In a 1-quart saucepan over high heat, add the lime juice, white wine, shallots or green onions, lime zest, mint leaves, garlic, bay leaf, thyme, salt and peppercorns. Bring the mixture to a boil, stirring occasionally, reducing the liquid until it is almost all evaporated. This will take approximately 12 minutes or more.
After the liquid has evaporated, add the heavy cream while still whisking. Bring the mixture back to a boil, stirring constantly, and reduce by half (approximately 1 to 2 minutes). Remove the pan from the heat source and reduce the burner to medium low (if you are using an electric stove you may need to use a different burner as the elements do not usually cool quickly). While the pan is off the burner, add a few cubes of butter and whisk constantly until the butter is melted.

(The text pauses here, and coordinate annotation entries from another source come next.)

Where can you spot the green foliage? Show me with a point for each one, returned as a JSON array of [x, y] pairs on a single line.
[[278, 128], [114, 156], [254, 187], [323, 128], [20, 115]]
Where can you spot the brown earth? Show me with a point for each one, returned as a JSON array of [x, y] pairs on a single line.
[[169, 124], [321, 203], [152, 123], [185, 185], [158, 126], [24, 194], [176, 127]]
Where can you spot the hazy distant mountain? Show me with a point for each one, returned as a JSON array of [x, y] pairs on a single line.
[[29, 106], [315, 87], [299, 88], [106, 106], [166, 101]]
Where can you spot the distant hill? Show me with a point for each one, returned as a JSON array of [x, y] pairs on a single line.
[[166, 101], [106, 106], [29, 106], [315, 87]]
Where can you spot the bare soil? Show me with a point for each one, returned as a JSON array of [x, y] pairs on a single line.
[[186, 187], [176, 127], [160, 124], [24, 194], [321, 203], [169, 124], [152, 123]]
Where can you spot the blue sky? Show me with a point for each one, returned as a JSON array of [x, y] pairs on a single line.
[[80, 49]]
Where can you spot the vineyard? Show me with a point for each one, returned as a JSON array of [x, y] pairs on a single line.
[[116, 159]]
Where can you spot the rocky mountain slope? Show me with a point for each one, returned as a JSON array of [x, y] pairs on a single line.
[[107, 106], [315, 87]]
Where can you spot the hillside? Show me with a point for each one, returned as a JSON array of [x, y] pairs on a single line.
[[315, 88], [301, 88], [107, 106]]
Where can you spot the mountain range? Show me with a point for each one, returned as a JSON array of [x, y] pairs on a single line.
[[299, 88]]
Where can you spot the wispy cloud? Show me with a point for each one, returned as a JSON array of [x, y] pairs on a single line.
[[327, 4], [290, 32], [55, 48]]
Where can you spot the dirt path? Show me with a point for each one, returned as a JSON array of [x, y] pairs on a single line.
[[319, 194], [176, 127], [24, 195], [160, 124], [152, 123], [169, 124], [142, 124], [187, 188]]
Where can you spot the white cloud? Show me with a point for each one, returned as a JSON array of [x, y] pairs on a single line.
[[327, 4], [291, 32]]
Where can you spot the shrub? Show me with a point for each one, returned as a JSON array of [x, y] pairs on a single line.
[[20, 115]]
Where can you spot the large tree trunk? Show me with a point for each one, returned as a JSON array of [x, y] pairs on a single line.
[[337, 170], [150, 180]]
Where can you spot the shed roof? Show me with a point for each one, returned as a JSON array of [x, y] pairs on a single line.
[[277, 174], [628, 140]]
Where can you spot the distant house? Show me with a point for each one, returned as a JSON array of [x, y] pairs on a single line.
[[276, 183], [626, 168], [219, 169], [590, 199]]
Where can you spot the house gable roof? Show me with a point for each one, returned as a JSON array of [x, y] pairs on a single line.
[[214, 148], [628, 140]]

Return the pan to the burner so the heat can come back up. Add a few more cubes of the butter and, again, remove from the heat while you whisk it until the butter is melted. You will continue this until all the butter has been added.
Once the butter is well incorporated, strain the sauce through a fine wire mesh and return it to the pan. Stir in the mint (chiffonade or chopped) and keep the sauce warm until ready to use. Do NOT allow the sauce to come back to a boil or it will separate.
* The U.S. Department of Agriculture, as well as food agencies in the United Kingdom and elsewhere, advises against washing poultry. Rinsing chicken will not remove or kill much bacteria, and the splashing of water around the sink can spread the bacteria found in raw chicken. Cooking poultry to 165 degrees Fahrenheit effectively destroys the most common culprits behind food-borne illness.